In this presentation, I will describe ongoing efforts to improve the neuronal specificity of fMRI and pose the question: How far can we go with fMRI? The limits of fMRI spatial and temporal resolution are actively being investigated using advanced imaging technologies. While high-resolution human fMRI studies are increasingly operating at the boundaries of what is achievable, a key challenge is that the vascular architecture of the brain reflects its structure and function across spatial scales. Both classic and modern vascular anatomy studies have shown how the macro-vascular geometry is coupled with the tissue geometry, including the gray matter folds and the white matter tracts, while the micro-vascular density closely follows borders of subcortical nuclei, cortical areas and cortical layers. I will present evidence that both the large- and small-scale vascular anatomy strongly influence patterns of fMRI activation and describe strategies for how to account for this.

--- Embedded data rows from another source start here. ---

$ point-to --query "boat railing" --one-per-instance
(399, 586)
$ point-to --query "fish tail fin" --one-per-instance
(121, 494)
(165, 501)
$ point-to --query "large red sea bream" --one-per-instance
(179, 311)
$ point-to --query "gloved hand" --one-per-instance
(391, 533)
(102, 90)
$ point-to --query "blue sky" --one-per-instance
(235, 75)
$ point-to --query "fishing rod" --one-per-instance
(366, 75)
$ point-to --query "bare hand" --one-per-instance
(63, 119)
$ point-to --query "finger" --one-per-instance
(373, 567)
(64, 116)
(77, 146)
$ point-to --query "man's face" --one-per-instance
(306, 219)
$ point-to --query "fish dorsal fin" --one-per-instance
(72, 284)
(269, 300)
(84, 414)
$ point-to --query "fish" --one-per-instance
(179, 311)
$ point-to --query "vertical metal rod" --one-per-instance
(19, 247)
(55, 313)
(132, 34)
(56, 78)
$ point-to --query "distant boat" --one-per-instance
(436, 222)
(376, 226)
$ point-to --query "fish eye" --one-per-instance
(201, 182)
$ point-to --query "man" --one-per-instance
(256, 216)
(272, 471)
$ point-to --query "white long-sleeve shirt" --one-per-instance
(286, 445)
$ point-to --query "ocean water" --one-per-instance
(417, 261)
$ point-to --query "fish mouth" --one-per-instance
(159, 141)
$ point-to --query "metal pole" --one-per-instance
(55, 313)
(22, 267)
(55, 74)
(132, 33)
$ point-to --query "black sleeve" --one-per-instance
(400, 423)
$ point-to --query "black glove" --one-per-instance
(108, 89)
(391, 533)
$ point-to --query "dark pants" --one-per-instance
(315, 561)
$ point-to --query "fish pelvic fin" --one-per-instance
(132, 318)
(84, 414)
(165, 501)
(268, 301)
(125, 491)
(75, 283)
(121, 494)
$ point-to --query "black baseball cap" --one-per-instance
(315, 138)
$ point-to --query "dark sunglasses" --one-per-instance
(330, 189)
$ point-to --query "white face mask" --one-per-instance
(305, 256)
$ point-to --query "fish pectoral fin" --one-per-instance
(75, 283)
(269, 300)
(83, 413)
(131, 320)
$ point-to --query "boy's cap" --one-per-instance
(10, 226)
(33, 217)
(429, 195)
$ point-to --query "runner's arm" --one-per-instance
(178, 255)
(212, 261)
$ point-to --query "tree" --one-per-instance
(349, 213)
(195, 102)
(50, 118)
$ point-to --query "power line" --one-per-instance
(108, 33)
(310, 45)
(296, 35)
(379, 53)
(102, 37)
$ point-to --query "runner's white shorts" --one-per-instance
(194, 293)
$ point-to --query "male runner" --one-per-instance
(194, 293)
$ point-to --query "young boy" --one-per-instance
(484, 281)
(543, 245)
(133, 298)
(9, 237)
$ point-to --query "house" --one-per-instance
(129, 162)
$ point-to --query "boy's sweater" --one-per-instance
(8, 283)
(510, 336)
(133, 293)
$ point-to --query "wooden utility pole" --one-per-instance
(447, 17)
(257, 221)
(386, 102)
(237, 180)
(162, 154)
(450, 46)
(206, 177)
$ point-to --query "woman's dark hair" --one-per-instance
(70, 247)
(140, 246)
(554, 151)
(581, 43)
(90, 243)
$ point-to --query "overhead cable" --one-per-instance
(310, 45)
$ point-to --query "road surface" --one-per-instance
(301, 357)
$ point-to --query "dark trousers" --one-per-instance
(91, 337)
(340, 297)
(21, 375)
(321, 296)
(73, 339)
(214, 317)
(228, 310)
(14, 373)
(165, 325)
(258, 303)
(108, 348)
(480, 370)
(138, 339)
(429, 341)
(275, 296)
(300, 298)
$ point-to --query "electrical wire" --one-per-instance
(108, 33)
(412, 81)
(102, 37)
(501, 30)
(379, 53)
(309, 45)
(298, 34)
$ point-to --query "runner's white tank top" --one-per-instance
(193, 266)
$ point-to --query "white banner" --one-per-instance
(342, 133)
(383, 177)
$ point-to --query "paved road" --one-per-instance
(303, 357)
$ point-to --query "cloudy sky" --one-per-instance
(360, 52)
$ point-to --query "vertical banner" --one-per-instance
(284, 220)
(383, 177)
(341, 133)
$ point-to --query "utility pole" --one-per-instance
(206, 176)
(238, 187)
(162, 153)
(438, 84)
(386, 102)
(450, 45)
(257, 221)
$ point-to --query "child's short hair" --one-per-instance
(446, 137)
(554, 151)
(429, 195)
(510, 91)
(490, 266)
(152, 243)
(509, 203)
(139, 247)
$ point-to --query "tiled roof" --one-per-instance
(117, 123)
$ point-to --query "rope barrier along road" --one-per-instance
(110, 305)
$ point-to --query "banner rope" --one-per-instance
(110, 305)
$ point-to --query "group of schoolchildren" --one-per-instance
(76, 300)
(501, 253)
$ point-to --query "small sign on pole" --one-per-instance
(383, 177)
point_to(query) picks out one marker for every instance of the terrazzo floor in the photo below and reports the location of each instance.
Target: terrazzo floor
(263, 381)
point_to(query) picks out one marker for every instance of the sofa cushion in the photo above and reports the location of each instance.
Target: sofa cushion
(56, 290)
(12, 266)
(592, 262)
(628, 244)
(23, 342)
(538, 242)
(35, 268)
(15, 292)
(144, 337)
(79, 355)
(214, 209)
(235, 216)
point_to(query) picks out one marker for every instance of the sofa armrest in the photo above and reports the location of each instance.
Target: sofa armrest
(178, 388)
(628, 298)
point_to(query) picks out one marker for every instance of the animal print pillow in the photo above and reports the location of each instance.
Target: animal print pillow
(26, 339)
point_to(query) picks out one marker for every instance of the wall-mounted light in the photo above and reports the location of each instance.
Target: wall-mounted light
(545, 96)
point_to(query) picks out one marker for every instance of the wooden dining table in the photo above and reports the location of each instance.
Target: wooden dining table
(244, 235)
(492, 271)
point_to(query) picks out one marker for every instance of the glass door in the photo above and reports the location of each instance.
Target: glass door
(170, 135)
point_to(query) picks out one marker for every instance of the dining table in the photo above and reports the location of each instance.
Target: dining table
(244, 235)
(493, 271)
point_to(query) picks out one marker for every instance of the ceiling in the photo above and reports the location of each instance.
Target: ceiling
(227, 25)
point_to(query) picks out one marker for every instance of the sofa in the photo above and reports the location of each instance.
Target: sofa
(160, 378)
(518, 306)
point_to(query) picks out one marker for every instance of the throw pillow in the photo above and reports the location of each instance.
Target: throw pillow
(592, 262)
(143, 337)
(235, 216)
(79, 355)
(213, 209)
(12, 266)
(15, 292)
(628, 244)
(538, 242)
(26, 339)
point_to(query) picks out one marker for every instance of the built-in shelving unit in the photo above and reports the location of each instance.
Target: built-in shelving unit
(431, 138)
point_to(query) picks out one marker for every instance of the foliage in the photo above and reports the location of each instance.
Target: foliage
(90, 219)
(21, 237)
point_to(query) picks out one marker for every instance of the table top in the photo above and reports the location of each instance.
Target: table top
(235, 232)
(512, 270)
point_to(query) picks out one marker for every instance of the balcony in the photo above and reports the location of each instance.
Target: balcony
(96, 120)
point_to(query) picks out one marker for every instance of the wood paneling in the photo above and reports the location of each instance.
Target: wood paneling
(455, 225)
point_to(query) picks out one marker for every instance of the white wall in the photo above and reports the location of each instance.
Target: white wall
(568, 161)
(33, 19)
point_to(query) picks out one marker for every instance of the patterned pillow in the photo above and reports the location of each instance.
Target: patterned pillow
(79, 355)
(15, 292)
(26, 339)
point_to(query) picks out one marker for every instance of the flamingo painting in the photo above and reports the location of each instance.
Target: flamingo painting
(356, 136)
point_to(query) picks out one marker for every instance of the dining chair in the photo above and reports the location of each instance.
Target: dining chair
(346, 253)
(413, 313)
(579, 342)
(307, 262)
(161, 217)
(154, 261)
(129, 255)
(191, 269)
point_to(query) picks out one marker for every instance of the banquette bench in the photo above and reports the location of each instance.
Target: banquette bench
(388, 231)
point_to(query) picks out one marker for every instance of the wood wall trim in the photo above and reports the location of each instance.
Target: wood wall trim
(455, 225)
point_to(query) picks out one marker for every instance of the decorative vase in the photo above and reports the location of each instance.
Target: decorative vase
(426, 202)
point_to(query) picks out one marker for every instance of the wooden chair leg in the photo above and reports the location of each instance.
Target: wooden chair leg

As examples of the intrinsically high biological resolution of fMRI, I will present results showing cortical columnar and laminar imaging, and new directions in the emerging field of ”fast fMRI” that show how the BOLD response can track surprisingly fast neural dynamics. Lastly, I will share our recent progress towards building bottom-up biophysical models of the fMRI signals based on realistic vascular anatomy and dynamics that provide insights into the interrelationship between hemodynamics and neural activity. Overall, many lessons can be learned through a deeper understanding of brain vascular anatomy and physiology, which can both shed light on the brain's functional organization and help neuroscientists more accurately interpret the fMRI signals in terms of the underlying neural activity.
🌟Prof. Fa-Hsuan Lin
✏️Talk Title: Relating layer-specific fMRI signals to acoustics and intracranial neuronal activity in the human auditory cortex in a naturalistic design
✏️Abstract:
7T fMRI enables the resolution of brain activity across cortical depths to understand feedforward and feedback dynamics. The relationship between these hemodynamic signals and neural activity is less well explored. In this talk, we present results correlating 7T fMRI in healthy individuals with invasive electrophysiological recordings from epilepsy patients to examine layer-dependent coupling between neuronal activity and fMRI during passive music listening. Specifically, Layer-specific fMRI responses were modeled using neuronal oscillation envelopes elicited by the same naturalistic stimuli. From deep toward superficial layers, the relationship between oscillatory power and fMRI responses systematically changed: alpha/beta activity (8-30 Hz) was increasingly associated with negative fMRI responses, while gamma band (>30 Hz) oscillations showed increasingly positive associations. The envelope of broadband high-frequency activity (>70 Hz) showed the strongest link with fMRI signals in the intermediate layers. This "feedforward type" dominance of intermediate layers was also clearly present in the fMRI analysis using the acoustical envelope itself. Our findings reveal a spectrolaminar organization of neurovascular coupling in the human auditory cortex.